Oil Prices Climb $2 as Supply Concerns Outweigh Weak Demand
By Adedapo Adesanya
Oil prices rose more than $2 on Wednesday as caution over tightening supply countered the negative impact of uncertain demand, with Brent chalking up $2.38 or 2.6 per cent to trade at $92.41 a barrel as the West Texas Intermediate climbed higher by $2.73 or 3.3 per cent to trade at $85.55 a barrel.
Amid many bearish factors, prices have rallied since the Organisation of the Petroleum Exporting Countries agreed to reduce its production target by roughly 2 million barrels a day, though that is expected to only include about 1 million barrels of actual output declines.
A pending European Union ban on Russian crude and oil products, and the output cut from OPEC are proving to hold the market up.
The sanctions on Russian oil imports will likely be the new focus of the oil market in the coming weeks, and there are expectations that Brent oil futures will average $100 per barrel in Q4 2022 on the back of supply disruption from the EU sanctions.
On Wednesday, President Biden announced the release of another 15 million barrels of crude from the Strategic Petroleum Reserve (SPR), which would complete the 180-million-barrel release program announced earlier this year to counter soaring prices at the pump.
The US plans to repurchase oil for the reserve if prices fall enough.

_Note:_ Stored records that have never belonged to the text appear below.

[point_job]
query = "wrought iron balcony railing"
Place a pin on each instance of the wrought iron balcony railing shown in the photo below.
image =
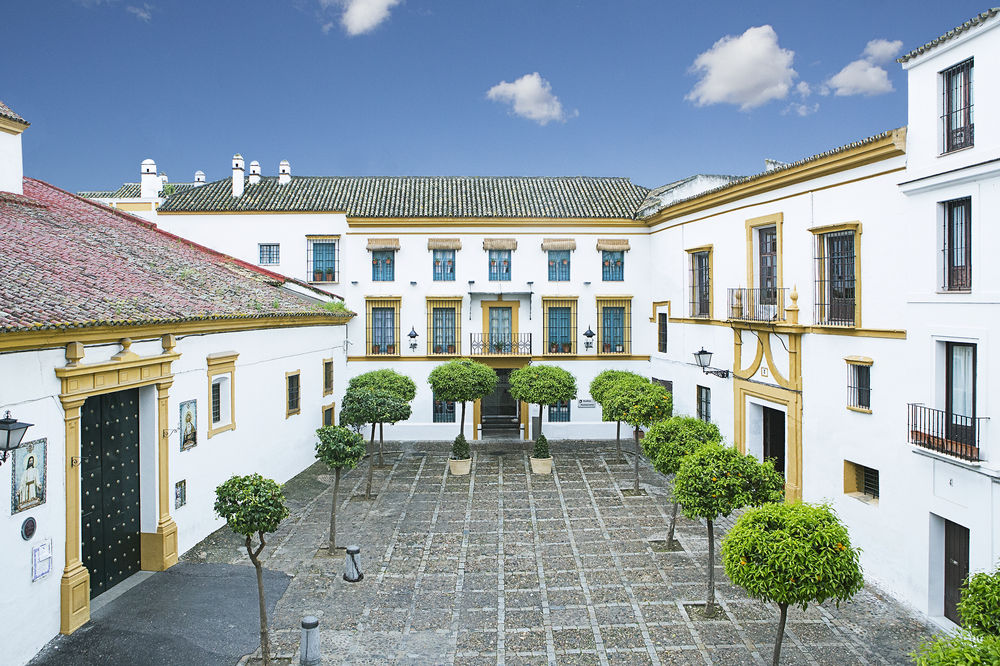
(517, 344)
(952, 434)
(764, 305)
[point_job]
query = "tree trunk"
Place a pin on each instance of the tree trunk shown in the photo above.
(333, 511)
(781, 633)
(710, 604)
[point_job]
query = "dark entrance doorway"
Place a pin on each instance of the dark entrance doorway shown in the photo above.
(774, 438)
(109, 473)
(956, 567)
(499, 410)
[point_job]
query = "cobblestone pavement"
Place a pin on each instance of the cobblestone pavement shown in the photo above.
(505, 567)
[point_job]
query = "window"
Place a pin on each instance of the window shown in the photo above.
(444, 411)
(559, 412)
(382, 331)
(322, 258)
(704, 395)
(836, 261)
(957, 121)
(559, 325)
(614, 325)
(613, 265)
(444, 265)
(558, 265)
(270, 254)
(499, 265)
(327, 376)
(292, 394)
(701, 282)
(221, 397)
(958, 245)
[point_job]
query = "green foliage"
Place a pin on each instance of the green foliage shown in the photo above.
(387, 380)
(250, 504)
(716, 480)
(462, 380)
(460, 449)
(979, 607)
(962, 649)
(541, 448)
(667, 442)
(639, 405)
(542, 384)
(338, 447)
(793, 554)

The White House said in a fact sheet it would start replenishing the SPR when oil prices fall to between $67 and $72 per barrel, noting this would ensure long-term demand for oil and stimulate local production.
The reserve release would be the last sale from the planned sale of 180 million barrels of oil announced shortly after Russia invaded Ukraine in February.
Market analysts note that an SPR release is near-term bearish but long-term bullish because the US was going to buy it back.
Prices rose even as the US Energy Information Administration (EIA) reported that crude oil inventories had shed 1.7 million barrels in the week of October 14 compared with an inventory build of 9.9 million barrels for the previous week and an American Petroleum Institute (API) estimate of declines in both crude and fuels for last week.
China has also continued with strict COVID-19 curbs this year, hurting business and economic activity in the world’s largest crude importer.